This study is one of the first studies to assess hourly ambient temperature, and the first to consider hourly temperature and MI. A previous study assessing sub-daily temperature and MI measured temperature exposure by the number of hours exceeding a comfort threshold, and observed elevated risk only at higher temperatures for same day and lag day 1, but a U-shaped curve for lag day 2³¹. These findings were limited by using daily hospitalization data, which may have induced exposure measurement error and inhibited identifying the relevant exposure lags. By using hourly hospitalization data, we minimized exposure measurement error (by reducing temporal misalignment of outcome and exposure) and specifically assessed the timing of health effects by lag hour.

Our results are consistent with prior studies reporting a positive association between higher temperatures and risk of MI^5,29,32. However, our work differs from other studies that detected a negative association for increasing temperature, even during summer³³; but this may be due to their use of a linear term for temperature^5,34, which would obscure a U-shaped curve. There is evidence that heat exposure impacts cardiovascular performance through the autonomic system. High temperature exposure can activate the sympathetic nervous system³⁵, leading to elevated heart rate and decreased heart rate variability³⁶. Experiments of combined exposure to heat and exercise have observed that heat exposure decreases aerobic capacity in athletes³⁵; a recent experiment found a similar relationship in healthy elderly women performing a typical non-exercise task¹². Wu et al.³⁷ and Ren et al.³⁸ observed that higher hourly ambient temperatures were associated with decreased heart rate variability, suggesting that ultra short-term high temperature exposure impacts autonomic function, even during non-exercise activities. It is also important to consider potential indirect pathways, such as elevated nighttime temperature leading to sleep disruption³⁹, that can in turn lead to increased cardiovascular risk⁴⁰.
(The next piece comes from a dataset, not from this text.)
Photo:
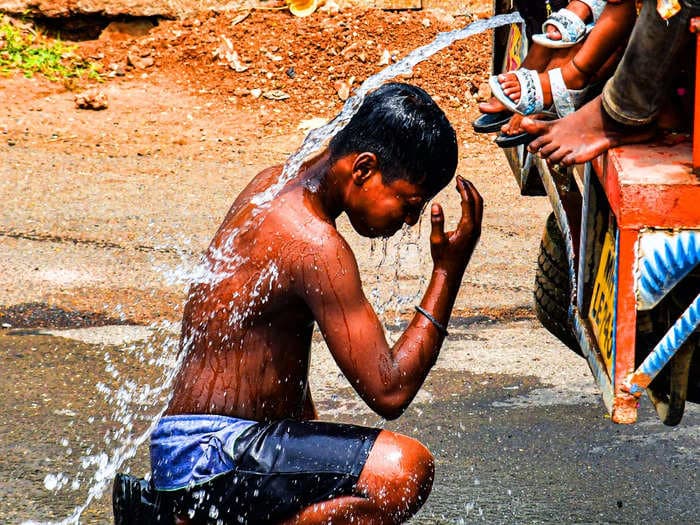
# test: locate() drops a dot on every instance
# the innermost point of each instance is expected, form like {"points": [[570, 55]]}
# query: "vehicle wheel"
{"points": [[553, 287]]}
We observed a protective association for MI risk following temperatures lower than the median temperature, unlike some previous studies^33,34. This protective association is somewhat surprising because exposure to lower ambient temperature has been consistently associated with cardiovascular risk factors such as increased blood pressure^41,42 and increased markers of inflammation such as C-reactive protein⁴². This discrepancy may be because we only examined exposure during the 48-hour period prior to the MI, whereas some previous studies observed a delayed effect of lower temperature, with a delay longer than 48 hours prior to the event^2,5,30. For example, one study found that low temperatures more than two days prior to the event (daily lags 3–11) were associated with elevated MI³⁰. Alternatively, ultra short-term temperature exposure may have different cardiovascular effects than daily temperature—e.g., a single hour of low temperature exposure may not have the same impact as a full day of low temperature exposure. This theory is supported by our finding of a harmful association between low mean daily (midnight-to-midnight) temperature and MI risk using the same study population and design.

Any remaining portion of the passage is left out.